自分自身で白い布を外さないといけない場合は、遺族や施設の方に許可をもらってから外しましょう。

また、対面前と対面後は必ず合唱と一礼をします。遺族が同行している場合は、対面後に遺族にも一礼してください。

面会はお悔やみの言葉を伝えて手短に済ませる

霊安室での面会は、お悔やみの言葉を伝える程度で手短に済ませましょう。

死因や生前の様子など、故人の情報を細かく聞くのは、遺族に対する配慮に欠ける行為なのでNGです。

伝えたいことや想いはたくさんあると思いますが、あまり長居するのは遺族や施設の迷惑になりかねません。

また、霊安室で面会する際のお悔やみの言葉は「お悔やみ申し上げます」はもちろん、「安らかなお顔で眠っていらっしゃる」など、暗いイメージにならない言葉を選ぶとよいでしょう。

もちろん、最後は遺族に「ありがとうございました」とお礼を伝えるのも忘れないようにしてください。

病院の霊安室は制限時間があるので注意

病院で亡くなられた場合、ご遺体は病院の霊安室に一時安置されます。

しかし、日本では多くの方が病院で亡くなられるため、複数の患者が亡くなると霊安室の数が足りなくなるケースも。

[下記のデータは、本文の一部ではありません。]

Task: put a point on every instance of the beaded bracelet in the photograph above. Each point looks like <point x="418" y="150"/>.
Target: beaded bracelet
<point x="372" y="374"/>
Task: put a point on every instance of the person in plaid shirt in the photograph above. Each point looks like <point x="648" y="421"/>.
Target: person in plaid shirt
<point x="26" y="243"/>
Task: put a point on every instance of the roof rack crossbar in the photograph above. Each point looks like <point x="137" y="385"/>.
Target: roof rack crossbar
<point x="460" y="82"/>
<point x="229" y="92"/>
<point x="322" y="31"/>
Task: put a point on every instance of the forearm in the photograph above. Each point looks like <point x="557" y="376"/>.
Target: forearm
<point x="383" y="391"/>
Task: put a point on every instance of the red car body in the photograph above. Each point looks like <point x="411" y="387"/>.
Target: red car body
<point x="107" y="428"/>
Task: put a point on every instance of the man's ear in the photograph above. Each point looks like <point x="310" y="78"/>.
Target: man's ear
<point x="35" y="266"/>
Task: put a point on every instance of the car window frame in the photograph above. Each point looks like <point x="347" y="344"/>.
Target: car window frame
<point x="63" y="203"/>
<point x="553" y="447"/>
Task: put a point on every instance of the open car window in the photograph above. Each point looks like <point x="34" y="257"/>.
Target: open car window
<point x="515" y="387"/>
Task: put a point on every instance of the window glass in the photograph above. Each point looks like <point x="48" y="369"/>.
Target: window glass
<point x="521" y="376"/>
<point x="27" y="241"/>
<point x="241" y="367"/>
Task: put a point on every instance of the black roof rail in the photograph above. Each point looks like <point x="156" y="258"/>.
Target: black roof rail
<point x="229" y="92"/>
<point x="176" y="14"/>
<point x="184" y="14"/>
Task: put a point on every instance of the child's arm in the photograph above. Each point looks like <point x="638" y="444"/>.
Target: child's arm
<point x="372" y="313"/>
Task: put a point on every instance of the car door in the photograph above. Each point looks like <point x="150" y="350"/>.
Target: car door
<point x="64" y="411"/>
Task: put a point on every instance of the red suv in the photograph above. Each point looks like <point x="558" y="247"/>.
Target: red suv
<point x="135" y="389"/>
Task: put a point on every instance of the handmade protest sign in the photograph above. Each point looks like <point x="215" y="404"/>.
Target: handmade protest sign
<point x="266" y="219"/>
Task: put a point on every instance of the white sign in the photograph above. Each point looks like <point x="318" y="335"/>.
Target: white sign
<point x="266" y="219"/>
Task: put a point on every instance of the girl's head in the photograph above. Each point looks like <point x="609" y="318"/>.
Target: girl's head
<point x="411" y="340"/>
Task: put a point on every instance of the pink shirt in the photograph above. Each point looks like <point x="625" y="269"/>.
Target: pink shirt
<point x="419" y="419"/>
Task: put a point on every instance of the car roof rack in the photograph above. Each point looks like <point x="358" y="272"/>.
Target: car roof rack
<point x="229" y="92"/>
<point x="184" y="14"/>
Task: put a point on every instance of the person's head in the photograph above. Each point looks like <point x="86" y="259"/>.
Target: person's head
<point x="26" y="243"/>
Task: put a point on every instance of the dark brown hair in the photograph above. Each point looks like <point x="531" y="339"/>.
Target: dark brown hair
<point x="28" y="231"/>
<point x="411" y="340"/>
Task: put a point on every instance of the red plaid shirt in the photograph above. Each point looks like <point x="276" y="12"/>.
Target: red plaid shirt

霊安室の数が間に合わなくなる事態を避けるため、病院の霊安室には制限時間が設けられています。

制限時間は病院によって違いますが、だいたい3時間程度が目安です。

訃報を受けてすぐに霊安室へ面会しに行く場合、制限時間によってごく僅かな時間しか面会できなかったり、到着するまでに移動していたりするケースがあるので注意しましょう。


霊安室で面会するときは事前確認と遺族への配慮を忘れずに

霊安室で故人と面会するときに最も大切なのは、遺族への配慮を心構えることです。そのためには、遺族と施設の双方に事前確認と連絡を入れ、面会時も失礼のないような行動が求められます。

葬儀ほど厳格なマナーはありませんが遺族への配慮を忘れずに、故人との貴重な時間を過ごしてください。